Couple with local roots edging closer to the top
JANESVILLE It wasn't a bad Saturday night for husband-and-wife musicians with humble Midwest roots.
While he played with Paul McCartney on TV's "Saturday Night Live" in New York City, she backed up the Rolling Stones during a concert in New Jersey.
For Caleb and Martha Burhans, however, the gigs two weeks ago were only steps along the way in their musical careers.
"Both jobs just sort of happened," Caleb said during an interview Thursday. "They both came together about a week before the shows."
Caleb and Martha are home for the holidays.
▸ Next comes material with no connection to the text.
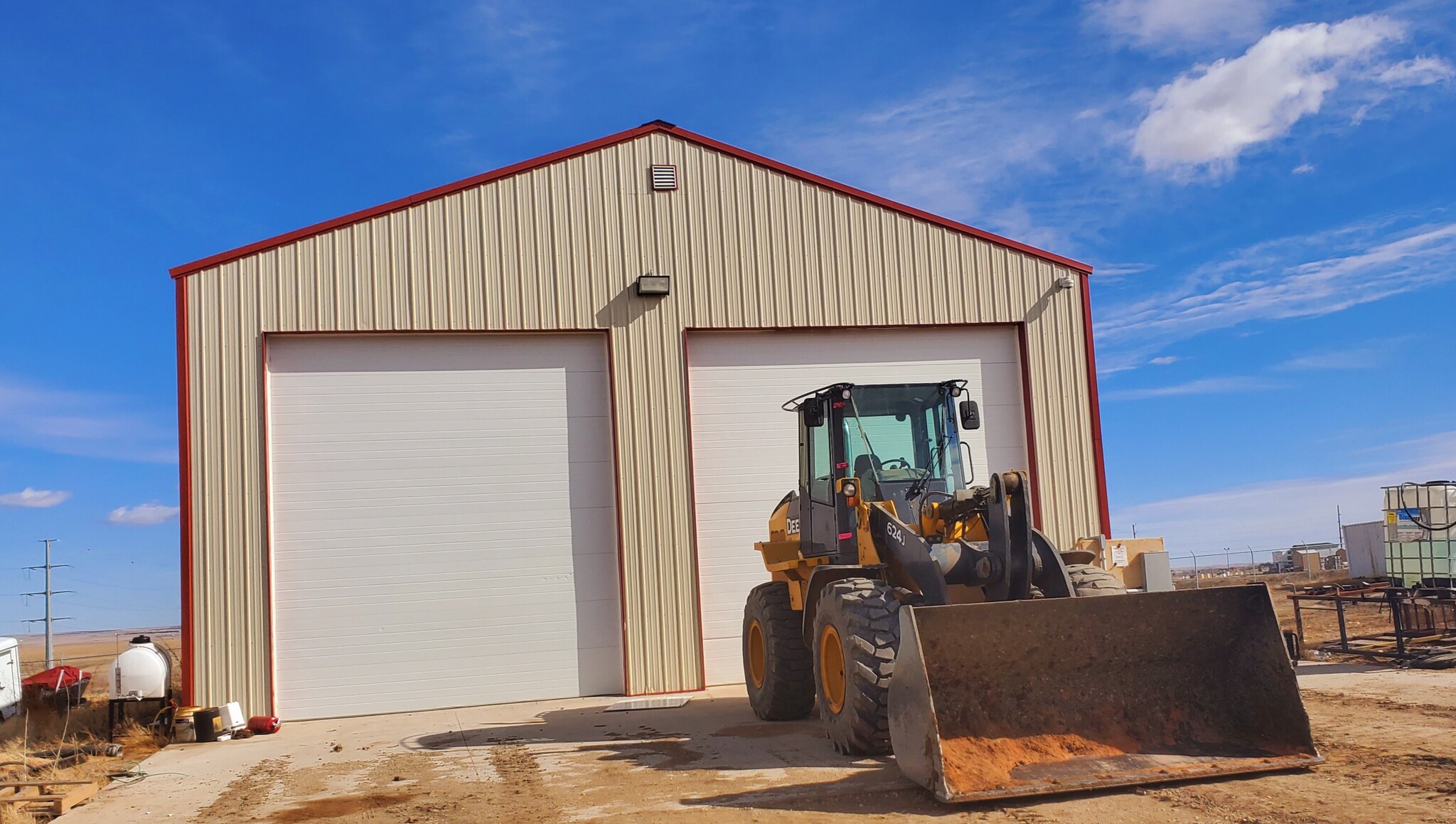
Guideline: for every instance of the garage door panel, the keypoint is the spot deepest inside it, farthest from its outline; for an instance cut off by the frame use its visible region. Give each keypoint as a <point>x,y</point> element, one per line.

Caleb is visiting family and friends in Janesville, where he graduated from Parker High School in 1997. The former Martha Cluver is from Fort Atkinson.
"You have to have some talent, but it still comes down to who you know," Martha said. "The director of the choir I sing for has a friend who has a lot of money and knows members of the Rolling Stones. She used to date Julian Lennon."
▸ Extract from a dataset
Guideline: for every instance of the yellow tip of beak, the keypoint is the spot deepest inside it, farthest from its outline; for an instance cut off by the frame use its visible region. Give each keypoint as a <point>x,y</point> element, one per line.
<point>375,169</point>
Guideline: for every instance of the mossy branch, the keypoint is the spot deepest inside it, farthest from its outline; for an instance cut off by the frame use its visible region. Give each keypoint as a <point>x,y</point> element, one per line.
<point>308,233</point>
Caleb grabbed the job playing violin with McCartney by continuously surfing the Internet after a friend told him the job would open up.
"You often get a tip and then just keep going to the Internet," he said. "It's usually first come, first served."
Martha, a vocalist, and Caleb, a musician and composer, have clawed their way to what's considered a first step to success for serious musicians—no nonmusic jobs.
"We aren't rich, but we don't have to rely on day jobs," Martha said.
"I haven't had a day job in seven years," Caleb said. "It's been a little easier for me being able to combine performing and composing."
Caleb and Martha graduated from Interlochen Arts Academy in Traverse City, Mich., and the Eastman School of Music in Rochester, N.Y.
"After we graduated, we went to New York City with no idea what we would do," Martha said.
"I was terrified," Caleb said. "But I knew this is what I wanted to do."
It was more than just wanting to make music a career.
"We knew this is what we had to do," Martha said. "There was no hesitation."
A major influence on Caleb was his father, Ron, a musician who backed up some of the greatest acts of the time, including Ray Charles, Kenny Rogers and the Everly Brothers.
"My dad was completely my greatest influence," Caleb said. "He is the reason I'm a musician."
Ron played with several groups locally, but was also known in Janesville for his handy work.
"My father did a bit of hands on work, including painting, plumbing, drywall and roofing," Caleb said. "But it was his music that he's remembered for."
The third day they were in New York City, Caleb and Martha landed a job with the choir at Trinity Wall Street, an Episcopal church in lower Manhattan.
"Choir members are paid employees," Martha said. "Those jobs paid the rent when we first started."
Caleb's career advanced on two levels. As a composer, he focuses on contemporary classical music. He has been commissioned to compose for Carnegie Hall, the Library of Congress, the Lincoln Center and the Albany Symphony. As a performer, he continues to explore all forms of music.
"The week I did SNL with Paul McCartney, I had six different gigs in six days, including a chamber concert at a church, a rock band in a club and a violin solo."
The next step for Caleb and Martha is in sight, they said.
"I can see myself as a vocalist in demand doing everything from commercials, studio work and films," she said. "The goal is to get to a level where I can pick and choose jobs instead of reaching out all the time."
Two upcoming events will allow Caleb to look into the future and see where his career may be going.
The Fifth House Ensemble, a Chicago chamber group, will perform Caleb's composition, "Excelsior," designed to "challenge the idea of what an opera is," Caleb said. "It features Martha as a soloist. I wrote it for her."
The composition is based on Project Excelsior, a series of high-altitude parachute jumps by Joseph Kettinger in 1959 and 1960, including one jump from 19.2 miles above the earth's surface. Kettinger's world record parachute jump lasted until Oct. 14, when Felix Baumgartner successfully completed a 22-mile jump.
Caleb's "Excelsior" is scheduled to premiere March 9 at the Museum of Contemporary Art.
"The idea of falling 20 miles intrigued me," Caleb said. "The music and the tempo are written to keep pace with the fall."
Later next year, Caleb enters a new phase in his career with the release of a CD containing exclusively his work.
"It's a milestone for me because it will be released on a major label, Cantaloupe, for the genre I work in," he said. "It will, hopefully, be noticed by the top performers and composers."
For now, it's back to work after the holidays for Martha and Caleb.
"This is what we do, and we do it every day," Martha said. "We continue to look for greater opportunities."
For Caleb, the performing may trail off, but composing will always be his passion.
"I'll never stop," he said. "It's what I have to do."